Goff has a real chance to be drafted No. 2 overall, and if that doesn’t happen it seems unlikely that he’ll make past No. 10. He certainly had the stats to merit the consideration -- completing 64.5 percent of his passes for 4,714 yards with 43 touchdowns in 2015 -- and his tape shows off his throwing ability and strong presence in the pocket.
“I think my accuracy is one of my best attributes. I think I’ve been pretty accurate my whole life,” Goff said. “And then I think something I want to work on is kind of tying my feet to my upper body a little bit and kind of staying a little bit more on balance when I’m throwing. I was able to get away with some stuff, I think, in the past of maybe falling off throws or just getting away with it because I was in college and I had enough arm talent to do it. But I don’t expect to be able to get away with that, really, much longer.”
Despite how well he’s played, Goff said he still felt like he had something to prove in front of the teams at the Combine.
That he did on Saturday, using precise footwork to launch his share of accurate passes to the receivers doing drills with him. While the vast majority of Goff’s snaps came from the shotgun at Cal, the quarterback said he thinks much of what he learned in college can still translate well to the next level.

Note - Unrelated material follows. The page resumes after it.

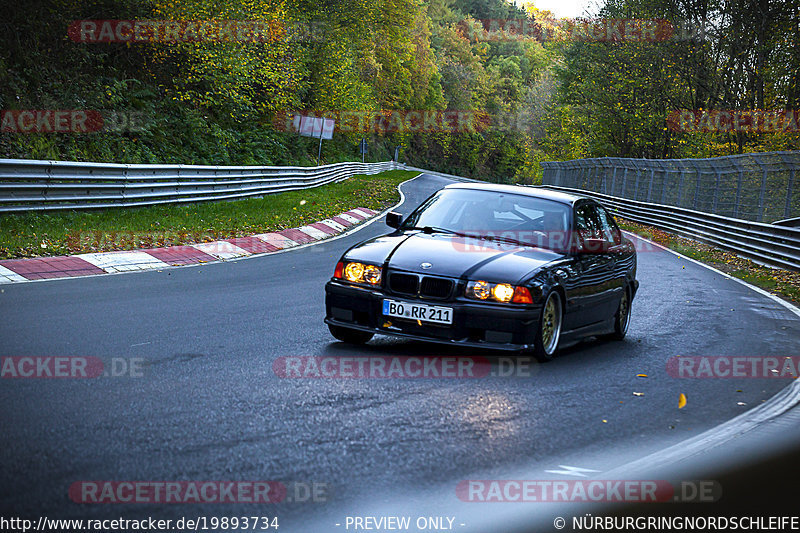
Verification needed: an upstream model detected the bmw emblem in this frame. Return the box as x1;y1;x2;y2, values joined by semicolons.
421;262;433;270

“A lot of the drop back to pass stuff we did is included in the NFL -- third-down stuff, there’s a lot of shotgun nowadays,” Goff said. “There’s obviously going to be a transition that happens. But I think there’s a transition with every quarterback going from college to the NFL. So I’m excited for it, honestly. I think I did a lot of stuff in college that does translate well.”
In order to accelerate the adjustment process, Goff has been training in Southern California, working in particular on taking snaps from under center. It’s the work he’s putting in now that should help him eventually reach the status of a franchise quarterback -- a distinction Goff appears to want. But the journey to get there isn’t necessarily easy.
“I think just repetition every day, and just kind of getting that consistency,” Goff said. “That’s something that the great ones do, I think, is never get complacent, always try to get better. And you see the guys who are the best -- guys like Brady, and Rodgers, and Peyton -- they’re always working. They’re always trying to improve their game. I think that’s what can separate yourself and make you consistent.”
Given how far Goff has brought himself in just a few years, no one should be surprised when he soon reaches the top echelon of quarterbacks in the NFL.